Köle Ticaretinin Yasaklanmasına Dair 1890 Brüksel Konferansının Osmanlı Basınına Yansımaları
Tarih
Yazarlar
Dergi Başlığı
Dergi ISSN
Cilt Başlığı
Yayıncı
Erişim Hakkı
Özet
Atlantik köle ticareti her ne kadar Avrupa ülkeleri için büyük bir kara leke ise de 19. Yüzyılın sonlarında köleliği yasaklama çabaları takdire değen bir çabadır. Öncelikle İngiltere’de başlayan sivil toplum hareketleri zamanla kıtaya yayılmış ve Avrupa ülkelerinin siyasi olarak önem gösterdiği bir uluslararası mesele olmuştur. Bu çabanın belki de son halkası Fransız asıllı Cezayir Kardinali Lavigerie’nin İslam üzerinden kölelik karşıtı yoğun propagandası ve sonucunda yapılan Brüksel konferansıdır. Bu propagandanın muhatabı hem Halifeliğin temsilcisi olarak hem kölelik kurumunun devam ettiği bir ülke olarak hem de bir Avrupa Devleti olarak Osmanlı İmparatorluğudur. Bu makalede kısaca süreçten bahsedildikten sonra konunun Osmanlı Gazetelerine yansımaları incelenecektir.

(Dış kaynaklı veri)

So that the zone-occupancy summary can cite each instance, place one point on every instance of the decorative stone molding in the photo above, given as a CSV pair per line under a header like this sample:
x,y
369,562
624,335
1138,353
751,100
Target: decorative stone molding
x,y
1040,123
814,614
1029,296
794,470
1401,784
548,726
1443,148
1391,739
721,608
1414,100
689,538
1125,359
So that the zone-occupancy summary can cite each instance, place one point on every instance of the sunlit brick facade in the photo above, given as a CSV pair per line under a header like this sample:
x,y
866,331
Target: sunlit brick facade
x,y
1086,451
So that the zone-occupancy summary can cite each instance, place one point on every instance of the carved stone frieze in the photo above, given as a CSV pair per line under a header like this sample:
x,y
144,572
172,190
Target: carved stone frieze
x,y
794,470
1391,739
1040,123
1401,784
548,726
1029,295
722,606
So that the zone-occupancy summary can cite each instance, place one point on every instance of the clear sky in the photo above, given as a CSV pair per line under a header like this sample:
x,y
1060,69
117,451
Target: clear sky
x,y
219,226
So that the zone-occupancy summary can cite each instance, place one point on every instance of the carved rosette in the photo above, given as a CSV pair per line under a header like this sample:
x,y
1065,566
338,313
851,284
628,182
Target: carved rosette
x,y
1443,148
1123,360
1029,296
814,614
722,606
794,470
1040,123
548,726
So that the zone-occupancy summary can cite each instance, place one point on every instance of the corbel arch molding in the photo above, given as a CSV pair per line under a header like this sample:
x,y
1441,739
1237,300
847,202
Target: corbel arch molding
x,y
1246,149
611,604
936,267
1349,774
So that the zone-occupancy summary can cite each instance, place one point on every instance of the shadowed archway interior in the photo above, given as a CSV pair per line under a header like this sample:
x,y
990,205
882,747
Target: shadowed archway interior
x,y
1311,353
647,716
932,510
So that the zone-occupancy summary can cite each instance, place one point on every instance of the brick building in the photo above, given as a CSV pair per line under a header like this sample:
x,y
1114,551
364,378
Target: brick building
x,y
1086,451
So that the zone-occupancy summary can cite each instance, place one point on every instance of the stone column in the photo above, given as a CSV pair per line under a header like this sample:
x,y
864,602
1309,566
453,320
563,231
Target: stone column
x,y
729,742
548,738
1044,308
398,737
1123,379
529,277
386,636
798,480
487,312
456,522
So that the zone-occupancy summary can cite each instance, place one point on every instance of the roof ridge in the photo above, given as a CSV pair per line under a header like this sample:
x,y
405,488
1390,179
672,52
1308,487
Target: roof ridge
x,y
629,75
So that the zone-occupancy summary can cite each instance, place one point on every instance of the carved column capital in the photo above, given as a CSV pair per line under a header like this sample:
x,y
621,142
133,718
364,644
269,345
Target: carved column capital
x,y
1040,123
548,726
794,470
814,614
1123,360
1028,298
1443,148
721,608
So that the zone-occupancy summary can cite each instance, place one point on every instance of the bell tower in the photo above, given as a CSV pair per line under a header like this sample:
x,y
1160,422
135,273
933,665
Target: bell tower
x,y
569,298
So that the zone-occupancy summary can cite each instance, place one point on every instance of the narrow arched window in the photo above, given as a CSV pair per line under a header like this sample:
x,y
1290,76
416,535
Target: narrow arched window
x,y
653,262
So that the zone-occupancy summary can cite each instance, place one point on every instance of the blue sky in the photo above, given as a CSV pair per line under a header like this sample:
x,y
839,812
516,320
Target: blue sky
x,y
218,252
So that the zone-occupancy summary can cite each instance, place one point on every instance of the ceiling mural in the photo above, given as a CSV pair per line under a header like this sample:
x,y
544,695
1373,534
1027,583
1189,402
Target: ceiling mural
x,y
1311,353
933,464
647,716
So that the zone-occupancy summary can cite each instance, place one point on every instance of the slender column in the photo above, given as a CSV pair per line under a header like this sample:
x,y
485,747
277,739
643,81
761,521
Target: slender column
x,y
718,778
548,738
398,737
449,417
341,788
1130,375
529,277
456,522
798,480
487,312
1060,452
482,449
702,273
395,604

Although the Atlantic slave trade was a great black mark for European countries, the efforts to outlaw slavery in the late 19th century are worthy of appreciation. The civil society movements, which first started in England, spread across the continent in time and became an international issue that European countries attached political importance to. Perhaps the last link in this endeavour was the intensive anti-slavery propaganda of the French-born Cardinal Lavigerie of Algeria through Islam and the Brussels conference held as a result. The addressee of this propaganda was the Ottoman Empire, both as the representative of the Caliphate, as a country where the institution of slavery continued, and as a European State. In this article, after briefly mentioning the process, the reflections of the issue on Ottoman newspapers will be analysed.